Erinnern Sie sich noch an das Gurkenthema, das vor Jahren das Europäische Parlament beschäftigte? Von 1988 bis 2009 gab es in der Europäischen Union eine Regelung, deren Sinn darin bestand, für Gurken eine bestimmte Optik festzusetzen. Länge, Durchmesser und Form waren exakt definiert. Klar, dass die so genannte Gurkenverordnung seinerzeit die Gemüter der Europäer erregte.
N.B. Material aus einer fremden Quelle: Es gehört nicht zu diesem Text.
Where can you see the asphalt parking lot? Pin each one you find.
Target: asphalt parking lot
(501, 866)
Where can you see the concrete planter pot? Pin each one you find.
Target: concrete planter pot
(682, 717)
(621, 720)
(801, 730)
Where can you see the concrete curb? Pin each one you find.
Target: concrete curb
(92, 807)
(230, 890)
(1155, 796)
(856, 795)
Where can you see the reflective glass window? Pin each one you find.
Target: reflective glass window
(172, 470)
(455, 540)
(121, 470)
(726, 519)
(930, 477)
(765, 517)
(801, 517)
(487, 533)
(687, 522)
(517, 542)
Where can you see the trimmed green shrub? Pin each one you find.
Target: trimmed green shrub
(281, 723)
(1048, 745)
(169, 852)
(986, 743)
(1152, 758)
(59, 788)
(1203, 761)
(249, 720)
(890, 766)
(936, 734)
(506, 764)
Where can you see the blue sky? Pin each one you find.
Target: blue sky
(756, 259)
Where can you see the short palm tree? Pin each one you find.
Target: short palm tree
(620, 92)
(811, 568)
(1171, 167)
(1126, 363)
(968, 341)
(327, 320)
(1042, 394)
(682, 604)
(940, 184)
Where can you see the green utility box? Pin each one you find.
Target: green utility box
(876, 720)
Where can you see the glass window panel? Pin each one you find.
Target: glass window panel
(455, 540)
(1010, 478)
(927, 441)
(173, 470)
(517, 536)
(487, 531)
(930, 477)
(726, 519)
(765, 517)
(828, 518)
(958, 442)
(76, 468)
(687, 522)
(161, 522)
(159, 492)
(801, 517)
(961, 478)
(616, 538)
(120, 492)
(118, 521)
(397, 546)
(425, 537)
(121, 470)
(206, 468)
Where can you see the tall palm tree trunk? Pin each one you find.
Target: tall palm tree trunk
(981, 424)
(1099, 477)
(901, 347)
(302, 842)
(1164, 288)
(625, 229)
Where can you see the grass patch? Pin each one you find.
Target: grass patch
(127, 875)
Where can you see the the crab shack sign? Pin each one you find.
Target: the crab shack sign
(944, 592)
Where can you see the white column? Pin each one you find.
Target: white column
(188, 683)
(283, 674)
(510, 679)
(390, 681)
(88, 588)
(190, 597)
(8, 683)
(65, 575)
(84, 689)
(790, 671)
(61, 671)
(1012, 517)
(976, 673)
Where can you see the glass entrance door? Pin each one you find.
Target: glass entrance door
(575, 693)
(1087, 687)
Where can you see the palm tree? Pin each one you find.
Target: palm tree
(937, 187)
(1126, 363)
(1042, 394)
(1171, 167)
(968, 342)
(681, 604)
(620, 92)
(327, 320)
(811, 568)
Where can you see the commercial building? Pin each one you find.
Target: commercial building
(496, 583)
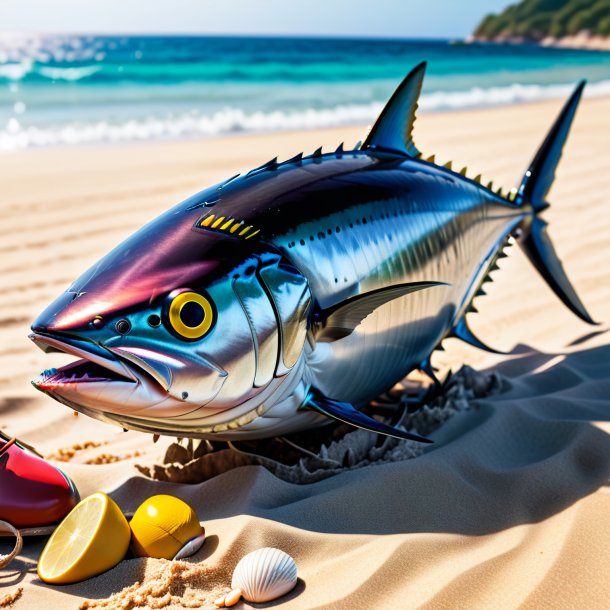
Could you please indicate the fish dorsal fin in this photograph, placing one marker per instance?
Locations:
(341, 320)
(393, 130)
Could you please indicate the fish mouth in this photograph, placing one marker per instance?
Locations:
(96, 364)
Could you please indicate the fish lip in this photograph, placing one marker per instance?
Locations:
(87, 352)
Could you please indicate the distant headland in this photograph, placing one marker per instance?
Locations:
(563, 23)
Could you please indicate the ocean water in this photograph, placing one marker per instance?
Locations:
(67, 90)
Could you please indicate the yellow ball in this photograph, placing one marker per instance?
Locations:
(161, 526)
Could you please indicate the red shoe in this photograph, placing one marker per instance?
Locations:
(32, 492)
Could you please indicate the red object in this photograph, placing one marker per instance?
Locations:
(32, 492)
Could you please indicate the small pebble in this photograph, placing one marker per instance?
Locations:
(232, 598)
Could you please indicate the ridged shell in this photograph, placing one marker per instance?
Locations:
(264, 575)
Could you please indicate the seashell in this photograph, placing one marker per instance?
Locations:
(191, 547)
(264, 575)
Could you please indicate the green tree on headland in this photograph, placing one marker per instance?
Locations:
(536, 19)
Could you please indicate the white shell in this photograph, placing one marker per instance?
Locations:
(264, 575)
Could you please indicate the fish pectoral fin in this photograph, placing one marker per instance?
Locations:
(346, 413)
(462, 331)
(393, 130)
(341, 320)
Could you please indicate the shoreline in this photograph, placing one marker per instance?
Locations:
(236, 135)
(583, 41)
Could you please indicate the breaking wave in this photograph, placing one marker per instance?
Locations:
(16, 136)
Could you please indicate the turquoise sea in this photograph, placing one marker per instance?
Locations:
(65, 90)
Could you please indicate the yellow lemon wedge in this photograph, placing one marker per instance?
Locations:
(92, 538)
(162, 526)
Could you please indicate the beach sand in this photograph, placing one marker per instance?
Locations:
(508, 509)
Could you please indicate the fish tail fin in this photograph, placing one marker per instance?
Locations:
(532, 192)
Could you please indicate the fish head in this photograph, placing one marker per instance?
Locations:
(175, 322)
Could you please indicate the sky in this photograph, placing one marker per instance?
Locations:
(372, 18)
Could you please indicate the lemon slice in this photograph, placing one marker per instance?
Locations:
(164, 525)
(93, 538)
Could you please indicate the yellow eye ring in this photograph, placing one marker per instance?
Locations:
(176, 309)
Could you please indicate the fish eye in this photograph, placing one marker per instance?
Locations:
(123, 326)
(154, 320)
(190, 315)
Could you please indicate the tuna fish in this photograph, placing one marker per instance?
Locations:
(295, 293)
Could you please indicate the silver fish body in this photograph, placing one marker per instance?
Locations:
(297, 292)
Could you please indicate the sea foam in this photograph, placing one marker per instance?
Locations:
(229, 120)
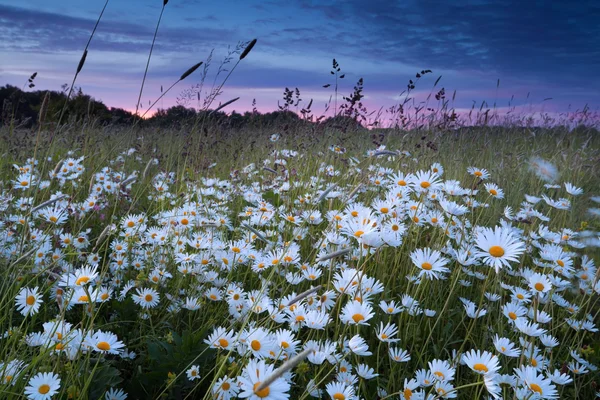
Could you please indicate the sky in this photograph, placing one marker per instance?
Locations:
(544, 54)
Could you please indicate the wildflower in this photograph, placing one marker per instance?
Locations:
(506, 347)
(494, 190)
(147, 298)
(225, 388)
(356, 313)
(221, 339)
(339, 391)
(386, 332)
(193, 373)
(430, 262)
(539, 283)
(104, 342)
(28, 301)
(498, 247)
(115, 394)
(483, 363)
(256, 372)
(541, 388)
(399, 355)
(441, 370)
(358, 346)
(42, 386)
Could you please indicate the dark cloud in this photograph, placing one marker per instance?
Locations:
(551, 48)
(34, 31)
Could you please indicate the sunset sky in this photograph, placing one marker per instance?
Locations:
(544, 48)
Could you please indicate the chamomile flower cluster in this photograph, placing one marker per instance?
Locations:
(411, 283)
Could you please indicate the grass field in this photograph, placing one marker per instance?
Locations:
(448, 258)
(177, 266)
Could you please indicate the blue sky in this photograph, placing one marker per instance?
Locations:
(545, 49)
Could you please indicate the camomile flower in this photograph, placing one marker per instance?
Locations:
(424, 181)
(539, 283)
(506, 347)
(104, 342)
(193, 373)
(260, 343)
(390, 307)
(28, 301)
(42, 386)
(430, 262)
(356, 313)
(398, 355)
(543, 169)
(146, 298)
(483, 363)
(494, 190)
(365, 372)
(221, 339)
(498, 247)
(529, 328)
(573, 190)
(339, 391)
(480, 173)
(80, 277)
(537, 385)
(386, 332)
(115, 394)
(256, 372)
(559, 378)
(445, 389)
(359, 346)
(441, 370)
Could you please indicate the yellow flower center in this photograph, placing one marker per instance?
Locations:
(358, 317)
(83, 279)
(539, 286)
(480, 367)
(536, 388)
(103, 346)
(496, 251)
(261, 393)
(43, 389)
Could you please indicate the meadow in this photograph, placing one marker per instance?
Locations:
(299, 261)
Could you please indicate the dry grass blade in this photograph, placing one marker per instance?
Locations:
(190, 71)
(222, 106)
(82, 61)
(286, 366)
(248, 49)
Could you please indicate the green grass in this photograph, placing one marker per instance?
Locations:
(167, 342)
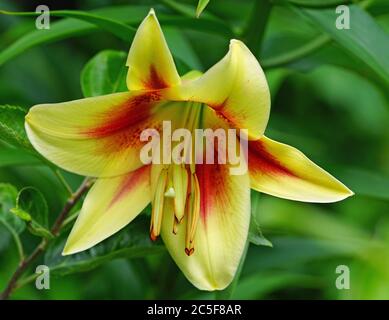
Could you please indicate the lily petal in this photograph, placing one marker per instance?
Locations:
(110, 205)
(283, 171)
(236, 88)
(151, 65)
(207, 244)
(221, 230)
(97, 136)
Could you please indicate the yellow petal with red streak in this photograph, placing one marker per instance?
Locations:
(98, 136)
(150, 62)
(110, 205)
(283, 171)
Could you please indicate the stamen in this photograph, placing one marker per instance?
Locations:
(193, 214)
(180, 185)
(158, 204)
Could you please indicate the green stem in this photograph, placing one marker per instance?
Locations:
(63, 181)
(16, 239)
(255, 29)
(55, 230)
(296, 54)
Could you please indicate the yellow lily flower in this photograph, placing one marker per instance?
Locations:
(201, 211)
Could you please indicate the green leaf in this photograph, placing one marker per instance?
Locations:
(201, 5)
(16, 157)
(365, 39)
(69, 27)
(316, 3)
(31, 206)
(119, 29)
(12, 126)
(132, 241)
(105, 73)
(8, 194)
(255, 233)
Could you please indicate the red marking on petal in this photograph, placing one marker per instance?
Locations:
(223, 113)
(153, 237)
(214, 187)
(131, 112)
(155, 81)
(260, 160)
(129, 182)
(189, 252)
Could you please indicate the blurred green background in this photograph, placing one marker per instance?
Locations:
(331, 101)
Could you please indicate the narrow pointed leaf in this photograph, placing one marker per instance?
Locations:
(365, 39)
(105, 73)
(132, 241)
(202, 4)
(12, 126)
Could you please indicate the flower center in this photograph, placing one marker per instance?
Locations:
(178, 184)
Weit weniger hitzig, dafür aber fachlich umso facettenreicher verhält sich die Diskussion, wenn es um sog. Gurkenfenster geht. Schon vor Jahren prägte Harald Bürzle-Hermann, vom Fenstersonderbaubetrieb Hermann-Blösch, diesen eingängigen Begriff für alle Fenstersonderanfertigungen fernab des rechten Winkels. Das Weißenhorner Familienunternehmen, aber auch der Fenstersonderbaubetrieb Ventana in Vreden müssten sich komplett neu erfinden, wenn es etwas Vergleichbares im Fensterbau gäbe: nämlich ein für alle verbindliches Normfenster. Aber so ist es natürlich nicht. Im Fensterbau zählt Vielfalt.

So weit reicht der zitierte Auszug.